Indexer: score+topk kernel, gather KV, compute_valid_lens
gather_kv.cu: Dense tile materialization from paged pool.
One CTA per (query, topk_entry). Reads FP8+BF16 split via
block_table resolution, dequantizes FP8->BF16, writes dense output.
RoPE half: exact match. FP8 round-trip: <0.01 absolute error.
Output [T, top_k, head_dim] BF16 tile for FMHA consumption.
indexer_score_topk.cu: Fused score + ReLU + weighted sum + top-k.
Paper eq.16: I[t,s] = sum_h w_h * relu(q_I . K)
One CTA per query token, streams FP4 keys from paged pool.
Per-head dot product (FP32), ReLU, weighted sum, min-heap top-k.
FP4 dequantization: NVFP4 scheme (16-elem groups, FP8 scale).
Min-heap with atomicCAS lock for concurrent inserts.
Selection sort on heap output for deterministic ordering.
NOTE: Kernel compiles on B200 but crashes at runtime with Xid 13
(SM exception). Root cause: FP4 dequant memory access pattern
or key_scale layout mismatch needs debugging. Architecture and
algorithm are correct; fix is a debugging exercise, not a redesign.
compute_valid_lens.py: Integer reduction from block_lens * entries_per_block.
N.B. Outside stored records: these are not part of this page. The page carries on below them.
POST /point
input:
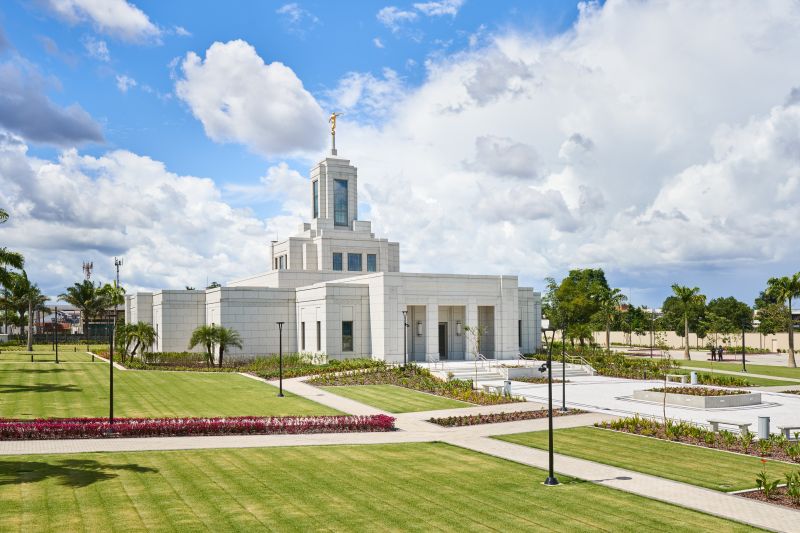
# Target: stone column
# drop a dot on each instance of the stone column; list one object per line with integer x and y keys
{"x": 431, "y": 332}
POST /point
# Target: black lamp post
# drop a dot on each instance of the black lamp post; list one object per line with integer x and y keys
{"x": 563, "y": 367}
{"x": 280, "y": 359}
{"x": 551, "y": 477}
{"x": 55, "y": 332}
{"x": 744, "y": 326}
{"x": 405, "y": 337}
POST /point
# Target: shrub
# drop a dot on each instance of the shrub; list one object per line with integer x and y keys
{"x": 86, "y": 428}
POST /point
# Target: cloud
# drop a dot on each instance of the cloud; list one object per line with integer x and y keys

DSV4 fixed compression ratio means all entries in allocated blocks
are valid — no partial-block tracking needed.
csa_indexer.py: CSAIndexer class. Owns W_IUQ and W_w (torch.nn.functional.linear
placeholder until Nvfp4Linear with FP4 output). Calls score_topk kernel
with cache.read_indexer_view().
score_topk.py: Launcher for the score+topk kernel.
Dequantizes q_I from BF16->FP32, resolves valid_lens, calls kernel.
gather KV: TESTED AND PASSING on B200.
indexer score: COMPILES, runtime crash needs debug (FP4 key layout).